Nettodividende aus dem Wertpapier (Aktie) 75
+ Steuergutschrift KapSt 25
./. Kompensationszahlung an Steuerausländer (Verleiher) 90
./. Entgelt für die Wertpapierleihe an Verleiher   2
Gewinn   8

 

Der Steuerausländer erhält statt der 85 ohne die Gestaltungsmaßnahme:

Kompensationszahlung vom Steuerinländer (Entleiher) 90
+ Entgelt für die Wertpapierleihe an Verleiher   2
Gewinn 92

 

Rechtsfolge der fehlenden Zuordnung des wirtschaftlichen Eigentums zum Entleiher gem.

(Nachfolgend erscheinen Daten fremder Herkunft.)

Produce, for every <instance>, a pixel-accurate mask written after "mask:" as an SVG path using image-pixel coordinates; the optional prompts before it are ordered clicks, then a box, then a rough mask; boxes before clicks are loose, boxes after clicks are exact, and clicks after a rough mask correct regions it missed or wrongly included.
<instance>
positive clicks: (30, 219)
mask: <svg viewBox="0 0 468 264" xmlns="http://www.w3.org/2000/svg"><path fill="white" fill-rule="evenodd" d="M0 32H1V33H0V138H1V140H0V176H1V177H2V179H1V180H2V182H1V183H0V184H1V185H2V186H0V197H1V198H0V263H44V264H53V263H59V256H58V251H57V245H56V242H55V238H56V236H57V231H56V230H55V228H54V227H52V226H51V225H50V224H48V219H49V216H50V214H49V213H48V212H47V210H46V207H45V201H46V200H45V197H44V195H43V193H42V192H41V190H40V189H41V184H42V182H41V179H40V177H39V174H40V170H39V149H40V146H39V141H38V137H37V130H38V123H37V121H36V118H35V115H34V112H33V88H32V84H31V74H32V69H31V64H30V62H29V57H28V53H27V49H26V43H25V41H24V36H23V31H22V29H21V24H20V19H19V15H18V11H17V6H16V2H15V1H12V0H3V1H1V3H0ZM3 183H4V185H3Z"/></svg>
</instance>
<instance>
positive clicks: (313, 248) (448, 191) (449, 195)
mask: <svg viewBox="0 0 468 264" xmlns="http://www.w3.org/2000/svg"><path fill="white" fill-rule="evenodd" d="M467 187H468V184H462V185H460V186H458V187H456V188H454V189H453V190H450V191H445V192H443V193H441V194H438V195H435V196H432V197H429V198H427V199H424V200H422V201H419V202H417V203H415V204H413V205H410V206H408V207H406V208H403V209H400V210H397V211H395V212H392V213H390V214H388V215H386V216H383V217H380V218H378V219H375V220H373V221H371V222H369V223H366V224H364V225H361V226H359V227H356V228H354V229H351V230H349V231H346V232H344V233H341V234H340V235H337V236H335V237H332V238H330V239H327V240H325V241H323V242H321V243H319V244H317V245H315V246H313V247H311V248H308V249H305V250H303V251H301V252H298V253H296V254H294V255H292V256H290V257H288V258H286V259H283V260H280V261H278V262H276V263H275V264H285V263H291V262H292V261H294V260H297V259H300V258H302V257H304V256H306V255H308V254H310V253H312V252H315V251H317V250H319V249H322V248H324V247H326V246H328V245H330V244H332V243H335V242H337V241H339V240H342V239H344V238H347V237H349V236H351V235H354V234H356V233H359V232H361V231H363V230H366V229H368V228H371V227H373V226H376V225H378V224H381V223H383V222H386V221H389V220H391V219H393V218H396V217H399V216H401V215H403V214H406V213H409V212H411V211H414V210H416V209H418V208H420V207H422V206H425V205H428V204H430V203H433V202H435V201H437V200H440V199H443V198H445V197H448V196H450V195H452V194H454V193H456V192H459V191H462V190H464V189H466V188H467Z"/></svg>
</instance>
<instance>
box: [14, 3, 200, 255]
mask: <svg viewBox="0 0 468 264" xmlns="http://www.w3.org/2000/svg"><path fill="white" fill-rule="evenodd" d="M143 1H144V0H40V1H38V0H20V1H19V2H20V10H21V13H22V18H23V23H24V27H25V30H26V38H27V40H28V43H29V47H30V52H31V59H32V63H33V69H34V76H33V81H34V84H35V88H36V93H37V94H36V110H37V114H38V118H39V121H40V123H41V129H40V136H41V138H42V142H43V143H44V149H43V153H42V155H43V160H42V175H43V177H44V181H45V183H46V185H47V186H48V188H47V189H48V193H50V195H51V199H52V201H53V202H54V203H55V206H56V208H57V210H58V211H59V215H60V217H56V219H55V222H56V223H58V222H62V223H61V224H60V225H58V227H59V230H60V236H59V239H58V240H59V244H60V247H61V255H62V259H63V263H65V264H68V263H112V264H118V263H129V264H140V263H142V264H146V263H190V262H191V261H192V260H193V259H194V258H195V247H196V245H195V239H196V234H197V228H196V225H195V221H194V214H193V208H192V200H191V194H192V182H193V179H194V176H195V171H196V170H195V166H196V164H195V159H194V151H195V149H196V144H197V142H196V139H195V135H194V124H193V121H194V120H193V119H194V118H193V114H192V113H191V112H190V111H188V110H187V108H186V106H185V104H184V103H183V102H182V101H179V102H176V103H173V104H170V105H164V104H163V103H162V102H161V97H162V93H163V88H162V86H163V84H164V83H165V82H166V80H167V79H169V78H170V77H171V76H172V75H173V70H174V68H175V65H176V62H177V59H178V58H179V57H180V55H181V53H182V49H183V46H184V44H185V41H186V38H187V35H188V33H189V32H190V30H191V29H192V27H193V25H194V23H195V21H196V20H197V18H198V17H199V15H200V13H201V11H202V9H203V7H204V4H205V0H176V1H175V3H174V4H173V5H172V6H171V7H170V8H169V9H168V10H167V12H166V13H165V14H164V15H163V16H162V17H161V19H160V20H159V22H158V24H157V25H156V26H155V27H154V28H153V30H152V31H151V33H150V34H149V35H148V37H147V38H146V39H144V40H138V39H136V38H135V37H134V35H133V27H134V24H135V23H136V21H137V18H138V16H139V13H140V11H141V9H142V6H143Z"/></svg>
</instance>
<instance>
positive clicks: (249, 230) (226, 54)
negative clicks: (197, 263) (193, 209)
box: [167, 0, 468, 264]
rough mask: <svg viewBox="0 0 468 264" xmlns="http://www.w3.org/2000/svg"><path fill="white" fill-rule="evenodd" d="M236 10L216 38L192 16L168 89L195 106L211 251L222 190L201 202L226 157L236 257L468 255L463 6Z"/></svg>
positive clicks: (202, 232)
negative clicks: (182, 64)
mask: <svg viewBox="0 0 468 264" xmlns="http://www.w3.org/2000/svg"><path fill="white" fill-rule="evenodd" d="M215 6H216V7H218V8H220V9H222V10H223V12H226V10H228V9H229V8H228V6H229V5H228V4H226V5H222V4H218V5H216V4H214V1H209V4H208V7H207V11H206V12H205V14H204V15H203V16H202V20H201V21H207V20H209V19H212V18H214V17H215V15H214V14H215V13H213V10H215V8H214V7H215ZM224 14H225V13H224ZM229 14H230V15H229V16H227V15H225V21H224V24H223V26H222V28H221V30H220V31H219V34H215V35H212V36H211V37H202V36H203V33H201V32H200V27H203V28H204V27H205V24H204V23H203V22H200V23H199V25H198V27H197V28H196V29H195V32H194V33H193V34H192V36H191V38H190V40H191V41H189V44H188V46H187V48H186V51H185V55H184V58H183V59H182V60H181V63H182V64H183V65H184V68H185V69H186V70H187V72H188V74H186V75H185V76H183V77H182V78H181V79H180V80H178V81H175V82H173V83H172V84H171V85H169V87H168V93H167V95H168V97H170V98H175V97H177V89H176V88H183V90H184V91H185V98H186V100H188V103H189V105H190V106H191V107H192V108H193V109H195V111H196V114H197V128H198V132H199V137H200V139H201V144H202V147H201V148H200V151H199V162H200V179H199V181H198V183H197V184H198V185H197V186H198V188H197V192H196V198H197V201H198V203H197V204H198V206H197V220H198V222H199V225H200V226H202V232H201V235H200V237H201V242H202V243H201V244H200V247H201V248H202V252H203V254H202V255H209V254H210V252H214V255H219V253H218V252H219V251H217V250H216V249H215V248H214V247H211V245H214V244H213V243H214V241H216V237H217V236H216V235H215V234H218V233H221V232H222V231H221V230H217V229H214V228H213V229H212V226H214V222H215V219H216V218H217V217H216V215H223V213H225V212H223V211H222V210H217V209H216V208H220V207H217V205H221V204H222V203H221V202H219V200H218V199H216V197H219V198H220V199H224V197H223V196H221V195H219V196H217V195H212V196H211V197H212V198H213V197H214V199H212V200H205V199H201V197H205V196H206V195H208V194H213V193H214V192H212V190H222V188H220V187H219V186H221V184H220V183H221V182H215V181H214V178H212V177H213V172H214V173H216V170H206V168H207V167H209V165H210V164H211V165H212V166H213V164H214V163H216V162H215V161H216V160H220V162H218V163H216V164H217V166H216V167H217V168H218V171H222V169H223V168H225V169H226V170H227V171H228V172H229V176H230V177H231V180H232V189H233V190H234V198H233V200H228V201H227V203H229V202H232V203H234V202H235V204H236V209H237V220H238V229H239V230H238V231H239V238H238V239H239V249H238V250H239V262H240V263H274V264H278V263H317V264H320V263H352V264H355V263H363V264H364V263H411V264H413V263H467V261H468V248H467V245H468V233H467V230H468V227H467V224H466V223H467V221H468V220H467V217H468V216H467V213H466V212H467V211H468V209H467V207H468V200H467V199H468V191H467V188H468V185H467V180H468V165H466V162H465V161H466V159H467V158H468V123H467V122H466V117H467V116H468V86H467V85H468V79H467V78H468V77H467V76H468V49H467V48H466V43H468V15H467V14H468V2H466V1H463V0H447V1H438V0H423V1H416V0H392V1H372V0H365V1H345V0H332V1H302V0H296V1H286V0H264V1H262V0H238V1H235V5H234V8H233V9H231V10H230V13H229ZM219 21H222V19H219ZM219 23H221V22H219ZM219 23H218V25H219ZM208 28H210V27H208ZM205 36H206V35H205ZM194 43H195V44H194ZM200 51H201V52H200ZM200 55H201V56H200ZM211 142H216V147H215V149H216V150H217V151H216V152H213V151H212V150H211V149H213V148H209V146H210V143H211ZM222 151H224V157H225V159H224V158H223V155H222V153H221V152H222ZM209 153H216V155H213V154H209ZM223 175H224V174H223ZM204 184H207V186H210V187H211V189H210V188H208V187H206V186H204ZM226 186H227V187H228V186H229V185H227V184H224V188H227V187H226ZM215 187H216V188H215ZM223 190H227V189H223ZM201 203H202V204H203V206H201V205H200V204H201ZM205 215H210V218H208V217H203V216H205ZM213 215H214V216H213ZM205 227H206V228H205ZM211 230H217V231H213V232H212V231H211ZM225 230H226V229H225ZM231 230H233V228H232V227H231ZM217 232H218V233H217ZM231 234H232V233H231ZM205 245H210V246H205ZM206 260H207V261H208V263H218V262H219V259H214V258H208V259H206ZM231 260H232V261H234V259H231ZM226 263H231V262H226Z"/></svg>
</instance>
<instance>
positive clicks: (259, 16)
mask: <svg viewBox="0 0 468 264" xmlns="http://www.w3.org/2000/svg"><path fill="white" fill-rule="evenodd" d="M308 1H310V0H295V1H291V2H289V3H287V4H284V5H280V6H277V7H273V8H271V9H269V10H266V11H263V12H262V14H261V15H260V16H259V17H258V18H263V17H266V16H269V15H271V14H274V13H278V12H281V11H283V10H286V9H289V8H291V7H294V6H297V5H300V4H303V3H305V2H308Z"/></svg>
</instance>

BMF

Bisheriger Gewinn   8
+ Rückforderung KapSt 25
Verlust 17
+ außerbilanzielle Korrektur 17
steuerliches Ergebnis   0

 

Aus handelsbilanzieller Sicht wird man die Vorgehensweise einer Orientierung an den Chancen und Risiken bei der Zuordnung des wirtschaftlichen Eigentums begrüßen. Vielleicht nimmt das IDW die Entwicklung zum Anlass über eine endgültige Verabschiedung von ERS HFA 13 nachzudenken. Jetzt dürfte keine Notwendigkeit mehr bestehen, wegen einer ohnehin fragwürdigen Rücksichtnahme auf steuerliche Gestaltungsmaßnahmen hier nicht zu einem endgültigen Standard zu kommen.

Wie bereits im Blog zur Wertpapierleihe ausgeführt sollte der Steuergesetzgeber die Änderung von § 39 Abs. 2 Nr. 1 AO erwägen. Wünschenswert wäre hier eine gesetzliche Neuorientierung, die direkt auf Chancen und Risiken abstellt und weniger auf eine formale Betrachtung der Ausschließungsmöglichkeit des zivilrechtlichen Eigentümers iSe. einer tatsächlichen Sachherrschaft. Damit dürften für künftige Fälle die Risiken sinken, vor dem BFH Schiffbruch mit der Verwaltungsauffassung zum wirtschaftlichen Eigentum zu erleiden. Zudem schafft das die Grundlage zur Reformierung der vielfach nicht sachgerechten Leasingbilanzierung.